I love Jamie Hewlett's work so I thought I'd leaf through my Gorillaz CDs' booklets for inspiration and this ended up being a live-ink study of a bunch of Noodle's outfits from the three Gorillaz CDs I have (the first two LPs plus G-Sides). The longer I looked at the G-Sides cover, the more I was intrigued by the color scheme they used, and thought I'd try to match it in Copics, and then all this happened, as they say.
So this is the scanned version of the piece, but as I suspected yet again, perhaps my scanner isn't up to snuff, especially compared to my camera...I had to adjust the colors extensively to get closer to what they look like in real life, but it still just has quite a heavy red bias. Colors aside, the capture itself is off...it comes out noticeably blurrier, especially compared to my trusty camera.
But speaking of my camera, this is Cammy's capture and it really does look a bit better, if I had to choose one (and I did). Once again, the camera gets closer to the actual colors I used, particularly on the skin, which here are closer to brown than red. Given how much the camera trumped my scanner here, I am a bit in shock--I thought my scanner was a tank--but it looks like my camera really is the stronger fighter.
I haven't scanned lines in a while, but I believe that and other BW work will have to be my scanner's destiny from now on, though these lines are via my camera. The only issue would be crispness, but that hasn't been a problem in the past. I wonder if the scanner is faulty and I never realized it...but I've had it since I came to Japan and don't recall it being poor before. Maybe the second move damaged it--I noticed the bright light doesn't pop up on the initial scan pass anymore for the preview capture (at least I think I remember it emitting a bright light during initial sweeps). Maybe I'm just not scanning correctly or something.
In any case, here is the process breakdown. A couple notable steps, this is my first time drawing on Copics. For the background, I knew I was going to live-ink it, so I thought I'd draw over the base color to prevent any rando ink swiping, though in retrospect, the G-Sides cover has even the blacks tinted red, so for that effect, I probably should have let the Copic tint the lines, too. But there was no smearing on the finely detailed areas so it wasn't all downside. Similarly, I realized dabbing rather than brushing color over finer inked areas like the jacket inlining helps prevent smearing.
The second notable thing is that this is the first time I've used colored pencils on a Copic piece. Not sure I'm doing it right, though, again, trying to mimic Eisaku, but I don't feel I'm getting as much punch out of them, especially on white. This is also the first time I've Copic'd over Copics, and using the pale red wash as a base was a little scary since some Copics seem to "spoil," or make this acid-ish texture emerge, and this indeed happened a bit on the grays of the railing, but after it all dried, it ended up looking fine, so crisis averted!
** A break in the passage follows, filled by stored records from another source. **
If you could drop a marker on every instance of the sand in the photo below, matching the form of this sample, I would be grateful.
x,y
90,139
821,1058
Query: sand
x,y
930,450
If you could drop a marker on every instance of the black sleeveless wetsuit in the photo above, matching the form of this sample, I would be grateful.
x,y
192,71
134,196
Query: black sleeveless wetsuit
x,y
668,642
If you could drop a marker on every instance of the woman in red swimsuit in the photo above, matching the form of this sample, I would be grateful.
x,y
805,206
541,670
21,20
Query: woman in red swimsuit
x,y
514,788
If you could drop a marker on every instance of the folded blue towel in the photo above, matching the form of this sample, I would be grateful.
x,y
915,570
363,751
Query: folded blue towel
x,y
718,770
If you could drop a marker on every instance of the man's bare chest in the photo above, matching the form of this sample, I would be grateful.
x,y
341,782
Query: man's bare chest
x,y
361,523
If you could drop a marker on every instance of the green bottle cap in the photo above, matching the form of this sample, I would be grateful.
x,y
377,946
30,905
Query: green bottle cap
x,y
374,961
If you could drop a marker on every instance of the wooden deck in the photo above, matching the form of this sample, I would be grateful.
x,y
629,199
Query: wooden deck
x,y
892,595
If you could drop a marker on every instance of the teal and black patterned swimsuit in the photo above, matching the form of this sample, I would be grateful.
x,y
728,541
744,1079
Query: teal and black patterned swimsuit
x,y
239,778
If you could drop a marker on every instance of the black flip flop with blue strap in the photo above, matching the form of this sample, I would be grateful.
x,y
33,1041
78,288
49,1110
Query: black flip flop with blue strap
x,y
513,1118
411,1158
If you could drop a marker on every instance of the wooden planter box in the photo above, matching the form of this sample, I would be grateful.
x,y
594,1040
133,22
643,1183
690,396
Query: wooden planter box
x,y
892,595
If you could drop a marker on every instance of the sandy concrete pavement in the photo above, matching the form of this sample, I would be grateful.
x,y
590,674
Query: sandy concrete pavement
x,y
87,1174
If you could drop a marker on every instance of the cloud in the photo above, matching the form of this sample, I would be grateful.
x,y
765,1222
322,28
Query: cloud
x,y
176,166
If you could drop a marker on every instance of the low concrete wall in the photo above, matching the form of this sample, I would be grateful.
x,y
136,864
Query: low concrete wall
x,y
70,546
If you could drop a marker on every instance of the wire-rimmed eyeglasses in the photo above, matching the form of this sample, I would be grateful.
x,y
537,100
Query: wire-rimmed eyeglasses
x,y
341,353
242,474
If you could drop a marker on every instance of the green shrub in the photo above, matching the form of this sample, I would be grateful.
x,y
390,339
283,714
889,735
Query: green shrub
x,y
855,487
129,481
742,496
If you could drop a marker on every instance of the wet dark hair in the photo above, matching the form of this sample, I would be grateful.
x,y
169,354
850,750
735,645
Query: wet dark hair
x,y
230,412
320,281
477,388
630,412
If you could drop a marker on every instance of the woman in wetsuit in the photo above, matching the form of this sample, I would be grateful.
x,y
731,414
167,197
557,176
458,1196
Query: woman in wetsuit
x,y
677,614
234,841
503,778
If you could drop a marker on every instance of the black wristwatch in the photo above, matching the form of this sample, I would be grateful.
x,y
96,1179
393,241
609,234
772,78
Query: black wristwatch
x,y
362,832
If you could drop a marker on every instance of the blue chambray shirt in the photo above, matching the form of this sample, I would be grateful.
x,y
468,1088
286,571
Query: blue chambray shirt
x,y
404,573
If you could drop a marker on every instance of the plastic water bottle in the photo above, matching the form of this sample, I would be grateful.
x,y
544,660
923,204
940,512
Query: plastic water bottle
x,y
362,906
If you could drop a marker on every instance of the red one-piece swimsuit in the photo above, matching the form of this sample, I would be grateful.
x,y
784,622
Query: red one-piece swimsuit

And lastly, I wasn't sure about putting in the white ink rim, but the G-Sides cover had that effect, so I went with it, though I do wish I had a thinner white pen. Mine's pretty good, but I am finding it can get a touch runny and after drying, it can end up washed out a bit. Owing to its thickness, it can also be hard to get to go precisely where you want. It also has a pernicious habit of clumping shut or getting streaks right in the line, so your carefully planned lines can get randomly thrown in danger (see the bottom right of today's piece). Still gotta crack open my Deleter white ink, maybe that's the answer...
To close, I thought I'd document the ever-important skin tones this time. I like trying out different mixes, and this was today's gamut, applied in left-to-right order. I try not to lean too much on "white" skin, and I've been collecting darker skin tones, to be sure, but there's definitely no shortage of expressive "white" skin available (heck, pretty much all the flat-out "skin"-named tones are "white"). The other photo is of a few of the colors I used for the rest of the piece.
And that is how we slow jam the news.